Hopefully SCOTUS will say something else, but I'm not holding my breath. Eventually the content of the phone calls will also be found to be not private as we are using a 3rd party to communicate, so in the end all electronic communication will thus be available for recording and interpretation legally by the government. What kind of world that will be is unknown, but it won't be one anyone wants to live in.
If that's how the law works - guess it's time to abandon all cloud-based services. There's seemingly zero protection for anything hosted by a 3rd party.
Even further: it seems like we have to abandon all proprietary formats. What is a record is not something you technically own. Your idea or concept is codified in the record.
Do we, as the creators of this data, not retain IP rights over it? Are we unable to use the laws written by the other big cartel against the promiscuous use of it?
Yeah haha! Let's at least make the system consistent.
To be fair, then I'd also have to let the NSA keep records from "third parties", since I'm a Kopimist of sorts.
Actually, I'm OK with the NSA having my data. I'm not OK with them compelling third parties to HAND OVER data (e.g. PRISM) but I'm fine with them holding information that they gathered through other means as long as those means were acceptable. Tapping fiber optic cables is a gray line here.
All good as long as they allow me to evade them by taking privacy into my own hands. I want to be able to use, export, and import any encryption technology that I see fit.
I disagree.

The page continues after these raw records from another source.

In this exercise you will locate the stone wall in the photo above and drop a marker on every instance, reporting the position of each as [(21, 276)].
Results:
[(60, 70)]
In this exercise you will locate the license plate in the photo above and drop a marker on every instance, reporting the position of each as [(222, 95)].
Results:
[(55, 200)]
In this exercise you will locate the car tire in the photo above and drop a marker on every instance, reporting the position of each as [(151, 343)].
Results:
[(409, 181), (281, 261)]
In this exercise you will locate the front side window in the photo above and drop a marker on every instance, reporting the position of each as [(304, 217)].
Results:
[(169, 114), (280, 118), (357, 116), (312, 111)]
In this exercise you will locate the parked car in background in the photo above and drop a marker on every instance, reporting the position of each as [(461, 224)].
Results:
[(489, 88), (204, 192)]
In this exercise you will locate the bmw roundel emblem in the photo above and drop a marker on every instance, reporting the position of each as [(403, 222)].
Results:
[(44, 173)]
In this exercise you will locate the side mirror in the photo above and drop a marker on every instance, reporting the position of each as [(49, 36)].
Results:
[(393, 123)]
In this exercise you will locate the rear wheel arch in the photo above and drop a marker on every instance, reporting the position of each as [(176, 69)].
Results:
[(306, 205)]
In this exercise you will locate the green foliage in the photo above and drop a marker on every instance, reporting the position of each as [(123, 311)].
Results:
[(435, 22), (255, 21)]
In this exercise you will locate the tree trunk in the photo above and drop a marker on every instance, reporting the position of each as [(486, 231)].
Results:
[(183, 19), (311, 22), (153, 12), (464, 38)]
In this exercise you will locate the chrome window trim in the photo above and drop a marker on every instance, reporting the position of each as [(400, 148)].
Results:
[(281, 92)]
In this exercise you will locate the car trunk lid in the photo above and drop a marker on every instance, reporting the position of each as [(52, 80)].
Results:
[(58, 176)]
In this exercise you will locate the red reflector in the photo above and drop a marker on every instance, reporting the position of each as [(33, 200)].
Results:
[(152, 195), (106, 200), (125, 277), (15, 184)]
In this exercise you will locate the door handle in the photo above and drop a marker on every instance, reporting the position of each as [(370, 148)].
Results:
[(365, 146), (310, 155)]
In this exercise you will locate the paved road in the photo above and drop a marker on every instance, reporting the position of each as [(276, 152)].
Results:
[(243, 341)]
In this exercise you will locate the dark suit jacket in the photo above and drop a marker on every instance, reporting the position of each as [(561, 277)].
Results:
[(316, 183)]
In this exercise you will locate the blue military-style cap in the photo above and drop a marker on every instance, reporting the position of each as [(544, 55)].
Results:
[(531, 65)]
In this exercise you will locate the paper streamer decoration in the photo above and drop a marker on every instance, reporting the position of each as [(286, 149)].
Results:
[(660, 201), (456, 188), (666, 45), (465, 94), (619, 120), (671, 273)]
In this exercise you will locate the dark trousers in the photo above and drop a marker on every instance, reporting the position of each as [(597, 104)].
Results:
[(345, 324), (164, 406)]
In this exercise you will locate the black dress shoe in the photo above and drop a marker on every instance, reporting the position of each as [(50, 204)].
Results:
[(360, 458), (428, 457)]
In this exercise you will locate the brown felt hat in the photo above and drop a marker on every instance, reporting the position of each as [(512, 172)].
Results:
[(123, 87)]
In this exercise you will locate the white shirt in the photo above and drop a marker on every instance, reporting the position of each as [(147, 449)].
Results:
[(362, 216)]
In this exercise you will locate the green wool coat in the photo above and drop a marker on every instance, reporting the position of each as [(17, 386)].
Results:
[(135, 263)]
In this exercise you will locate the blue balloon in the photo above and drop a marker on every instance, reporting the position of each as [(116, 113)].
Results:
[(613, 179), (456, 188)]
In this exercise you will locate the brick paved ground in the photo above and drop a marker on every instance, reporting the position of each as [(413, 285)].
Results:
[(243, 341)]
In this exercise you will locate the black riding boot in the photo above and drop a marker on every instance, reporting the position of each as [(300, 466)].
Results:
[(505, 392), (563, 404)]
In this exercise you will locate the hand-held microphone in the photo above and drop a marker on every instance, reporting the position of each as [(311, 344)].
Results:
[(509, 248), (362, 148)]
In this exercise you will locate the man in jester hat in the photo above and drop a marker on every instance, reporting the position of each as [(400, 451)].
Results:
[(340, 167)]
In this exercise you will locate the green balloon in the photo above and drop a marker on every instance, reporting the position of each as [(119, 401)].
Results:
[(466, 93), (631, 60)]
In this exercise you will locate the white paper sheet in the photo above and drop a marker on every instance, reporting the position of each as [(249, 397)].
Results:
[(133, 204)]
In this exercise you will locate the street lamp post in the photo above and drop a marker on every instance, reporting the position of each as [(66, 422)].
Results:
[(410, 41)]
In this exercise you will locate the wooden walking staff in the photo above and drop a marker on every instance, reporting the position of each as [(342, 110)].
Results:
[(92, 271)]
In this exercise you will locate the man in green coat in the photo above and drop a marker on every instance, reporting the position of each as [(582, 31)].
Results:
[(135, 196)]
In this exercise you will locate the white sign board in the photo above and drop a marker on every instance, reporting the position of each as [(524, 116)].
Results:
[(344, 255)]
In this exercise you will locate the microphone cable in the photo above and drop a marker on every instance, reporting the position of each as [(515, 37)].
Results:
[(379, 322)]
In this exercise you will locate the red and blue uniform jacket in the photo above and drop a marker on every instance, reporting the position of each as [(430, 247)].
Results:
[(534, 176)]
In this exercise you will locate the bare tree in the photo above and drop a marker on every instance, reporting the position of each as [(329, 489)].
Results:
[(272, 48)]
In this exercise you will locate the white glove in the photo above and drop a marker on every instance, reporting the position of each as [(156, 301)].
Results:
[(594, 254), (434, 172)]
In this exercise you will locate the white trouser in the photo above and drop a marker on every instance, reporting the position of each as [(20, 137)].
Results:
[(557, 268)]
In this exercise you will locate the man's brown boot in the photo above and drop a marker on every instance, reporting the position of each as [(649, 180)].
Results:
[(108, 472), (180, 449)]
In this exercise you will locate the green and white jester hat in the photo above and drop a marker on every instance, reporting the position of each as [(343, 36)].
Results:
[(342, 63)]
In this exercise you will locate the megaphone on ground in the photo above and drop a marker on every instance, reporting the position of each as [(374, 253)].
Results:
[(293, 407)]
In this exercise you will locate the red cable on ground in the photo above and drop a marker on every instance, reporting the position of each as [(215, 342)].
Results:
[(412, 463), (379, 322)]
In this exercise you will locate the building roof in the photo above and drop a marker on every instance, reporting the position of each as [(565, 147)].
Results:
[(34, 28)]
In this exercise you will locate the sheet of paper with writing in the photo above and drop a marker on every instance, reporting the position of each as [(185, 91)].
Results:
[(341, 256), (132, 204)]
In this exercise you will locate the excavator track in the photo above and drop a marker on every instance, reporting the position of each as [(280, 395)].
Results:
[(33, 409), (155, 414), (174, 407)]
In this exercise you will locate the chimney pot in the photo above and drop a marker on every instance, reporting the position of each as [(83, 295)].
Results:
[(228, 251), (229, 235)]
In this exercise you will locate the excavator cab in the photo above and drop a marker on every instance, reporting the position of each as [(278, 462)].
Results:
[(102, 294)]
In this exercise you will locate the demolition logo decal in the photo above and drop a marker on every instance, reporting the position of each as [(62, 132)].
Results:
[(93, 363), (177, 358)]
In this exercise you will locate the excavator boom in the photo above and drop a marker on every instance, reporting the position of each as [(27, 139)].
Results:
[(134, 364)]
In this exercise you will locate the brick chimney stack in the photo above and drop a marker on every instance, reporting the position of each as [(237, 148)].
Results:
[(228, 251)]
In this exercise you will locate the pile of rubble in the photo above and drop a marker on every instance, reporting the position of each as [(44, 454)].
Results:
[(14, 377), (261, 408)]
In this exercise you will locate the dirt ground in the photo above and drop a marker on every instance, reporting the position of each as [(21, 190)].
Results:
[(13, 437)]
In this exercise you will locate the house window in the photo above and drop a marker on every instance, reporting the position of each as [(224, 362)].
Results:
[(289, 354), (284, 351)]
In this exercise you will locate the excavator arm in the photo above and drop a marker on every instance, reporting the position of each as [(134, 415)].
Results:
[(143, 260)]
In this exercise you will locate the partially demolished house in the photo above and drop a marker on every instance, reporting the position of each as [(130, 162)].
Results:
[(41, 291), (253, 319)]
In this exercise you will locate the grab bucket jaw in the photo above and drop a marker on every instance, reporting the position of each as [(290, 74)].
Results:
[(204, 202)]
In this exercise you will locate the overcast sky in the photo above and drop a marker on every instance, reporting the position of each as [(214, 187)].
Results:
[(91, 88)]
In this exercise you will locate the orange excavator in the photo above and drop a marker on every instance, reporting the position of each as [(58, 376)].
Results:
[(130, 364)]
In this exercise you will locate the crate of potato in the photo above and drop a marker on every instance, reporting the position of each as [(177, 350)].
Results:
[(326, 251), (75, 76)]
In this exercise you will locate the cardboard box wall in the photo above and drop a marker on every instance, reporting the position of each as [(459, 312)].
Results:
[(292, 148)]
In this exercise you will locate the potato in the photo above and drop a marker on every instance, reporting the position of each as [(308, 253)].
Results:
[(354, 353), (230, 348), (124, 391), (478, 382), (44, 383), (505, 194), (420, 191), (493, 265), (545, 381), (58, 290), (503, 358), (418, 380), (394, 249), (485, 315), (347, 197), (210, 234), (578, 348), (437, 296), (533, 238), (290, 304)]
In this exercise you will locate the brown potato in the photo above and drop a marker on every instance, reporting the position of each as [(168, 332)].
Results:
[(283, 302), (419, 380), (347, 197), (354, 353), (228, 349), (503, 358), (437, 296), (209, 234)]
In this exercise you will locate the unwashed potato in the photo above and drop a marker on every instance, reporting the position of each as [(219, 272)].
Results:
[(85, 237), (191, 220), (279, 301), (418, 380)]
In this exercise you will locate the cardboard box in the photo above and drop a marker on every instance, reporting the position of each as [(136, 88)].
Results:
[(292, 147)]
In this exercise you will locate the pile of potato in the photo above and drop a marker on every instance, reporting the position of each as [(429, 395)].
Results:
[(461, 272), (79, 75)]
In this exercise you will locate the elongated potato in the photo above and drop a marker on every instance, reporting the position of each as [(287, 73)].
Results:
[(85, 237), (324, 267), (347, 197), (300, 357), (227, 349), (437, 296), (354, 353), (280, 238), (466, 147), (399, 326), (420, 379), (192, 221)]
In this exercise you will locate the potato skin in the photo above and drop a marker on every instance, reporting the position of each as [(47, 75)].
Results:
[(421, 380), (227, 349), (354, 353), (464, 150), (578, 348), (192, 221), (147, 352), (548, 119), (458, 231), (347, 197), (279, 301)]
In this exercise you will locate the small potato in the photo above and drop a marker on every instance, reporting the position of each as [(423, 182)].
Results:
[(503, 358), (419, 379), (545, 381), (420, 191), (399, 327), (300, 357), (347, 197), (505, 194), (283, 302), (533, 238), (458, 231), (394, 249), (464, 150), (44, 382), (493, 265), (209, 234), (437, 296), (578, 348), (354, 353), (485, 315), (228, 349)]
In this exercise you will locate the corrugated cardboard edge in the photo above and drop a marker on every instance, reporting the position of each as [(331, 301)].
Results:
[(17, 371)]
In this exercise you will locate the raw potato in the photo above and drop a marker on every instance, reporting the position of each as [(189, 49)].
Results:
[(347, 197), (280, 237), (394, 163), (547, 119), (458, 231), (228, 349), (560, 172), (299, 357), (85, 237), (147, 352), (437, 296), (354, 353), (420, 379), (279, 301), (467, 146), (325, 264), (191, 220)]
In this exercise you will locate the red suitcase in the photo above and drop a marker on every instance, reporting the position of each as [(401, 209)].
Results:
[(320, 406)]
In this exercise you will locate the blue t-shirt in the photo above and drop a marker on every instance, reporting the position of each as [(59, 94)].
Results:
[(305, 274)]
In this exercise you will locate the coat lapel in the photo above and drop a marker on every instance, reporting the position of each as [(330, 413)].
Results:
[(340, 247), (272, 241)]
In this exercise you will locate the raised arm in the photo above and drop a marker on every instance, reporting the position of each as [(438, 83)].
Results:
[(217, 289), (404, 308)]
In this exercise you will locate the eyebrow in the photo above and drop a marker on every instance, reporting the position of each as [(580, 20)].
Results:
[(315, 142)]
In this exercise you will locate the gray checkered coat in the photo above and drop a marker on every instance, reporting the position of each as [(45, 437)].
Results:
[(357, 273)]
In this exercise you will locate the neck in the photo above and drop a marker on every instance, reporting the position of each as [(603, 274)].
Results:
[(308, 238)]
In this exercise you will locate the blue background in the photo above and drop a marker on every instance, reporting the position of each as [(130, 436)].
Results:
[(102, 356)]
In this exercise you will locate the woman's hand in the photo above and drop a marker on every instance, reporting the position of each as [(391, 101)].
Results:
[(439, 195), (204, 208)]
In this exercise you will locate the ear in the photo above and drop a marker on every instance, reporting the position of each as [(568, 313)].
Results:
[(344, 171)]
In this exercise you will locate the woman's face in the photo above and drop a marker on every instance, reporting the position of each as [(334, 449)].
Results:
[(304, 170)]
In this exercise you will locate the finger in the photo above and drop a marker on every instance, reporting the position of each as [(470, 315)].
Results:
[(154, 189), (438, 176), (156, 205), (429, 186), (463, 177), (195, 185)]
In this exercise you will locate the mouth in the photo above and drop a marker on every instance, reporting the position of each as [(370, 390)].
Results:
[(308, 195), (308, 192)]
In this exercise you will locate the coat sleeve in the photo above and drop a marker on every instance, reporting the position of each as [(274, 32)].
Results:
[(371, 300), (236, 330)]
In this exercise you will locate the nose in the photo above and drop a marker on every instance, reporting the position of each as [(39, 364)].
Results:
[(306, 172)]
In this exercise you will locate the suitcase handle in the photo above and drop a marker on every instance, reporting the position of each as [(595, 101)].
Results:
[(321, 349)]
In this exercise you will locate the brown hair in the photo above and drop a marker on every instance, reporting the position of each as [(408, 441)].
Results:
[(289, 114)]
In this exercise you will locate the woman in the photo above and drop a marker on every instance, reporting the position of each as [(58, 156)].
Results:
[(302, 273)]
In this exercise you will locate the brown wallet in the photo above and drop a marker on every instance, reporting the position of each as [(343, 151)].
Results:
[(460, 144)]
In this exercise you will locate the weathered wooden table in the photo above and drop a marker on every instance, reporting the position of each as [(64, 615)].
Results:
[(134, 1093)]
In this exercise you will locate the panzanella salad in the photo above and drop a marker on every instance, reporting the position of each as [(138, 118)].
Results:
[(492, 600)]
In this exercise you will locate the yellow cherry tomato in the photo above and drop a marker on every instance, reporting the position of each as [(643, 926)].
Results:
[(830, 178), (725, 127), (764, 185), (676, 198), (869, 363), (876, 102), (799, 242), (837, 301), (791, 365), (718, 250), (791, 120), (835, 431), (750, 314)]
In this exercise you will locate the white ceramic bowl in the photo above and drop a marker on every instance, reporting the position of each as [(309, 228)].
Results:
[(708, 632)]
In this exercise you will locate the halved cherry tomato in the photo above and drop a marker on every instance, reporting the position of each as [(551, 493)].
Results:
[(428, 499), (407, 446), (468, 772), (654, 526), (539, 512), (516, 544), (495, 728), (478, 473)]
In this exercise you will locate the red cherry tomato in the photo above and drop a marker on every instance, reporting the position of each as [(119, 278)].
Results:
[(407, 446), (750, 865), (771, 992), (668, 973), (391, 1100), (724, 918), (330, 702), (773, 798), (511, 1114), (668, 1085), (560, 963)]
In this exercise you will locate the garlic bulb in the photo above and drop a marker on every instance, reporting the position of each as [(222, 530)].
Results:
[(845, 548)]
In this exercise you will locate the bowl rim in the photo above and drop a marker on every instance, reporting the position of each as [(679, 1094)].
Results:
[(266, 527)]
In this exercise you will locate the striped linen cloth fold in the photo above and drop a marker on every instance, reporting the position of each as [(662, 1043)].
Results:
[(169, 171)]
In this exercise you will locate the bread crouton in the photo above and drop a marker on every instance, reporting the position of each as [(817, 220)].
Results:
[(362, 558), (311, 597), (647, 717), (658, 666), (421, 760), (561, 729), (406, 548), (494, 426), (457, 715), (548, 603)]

This is so far over the line into obvious bullshit that anyone with a 6th grade education can smell the government's Schadenfreude.
If anything they are exploiting the fact that the public has become docile and likely won't fight back, even when they know without a doubt they are being lied to by the people they pay to protect them.
Sadly, groklaw.net apparently went down exactly because it was unable to insure the privacy of its communications once it discovered the extant of the NSA data collection.
So if we are unable to communicate privately, is there any privacy left?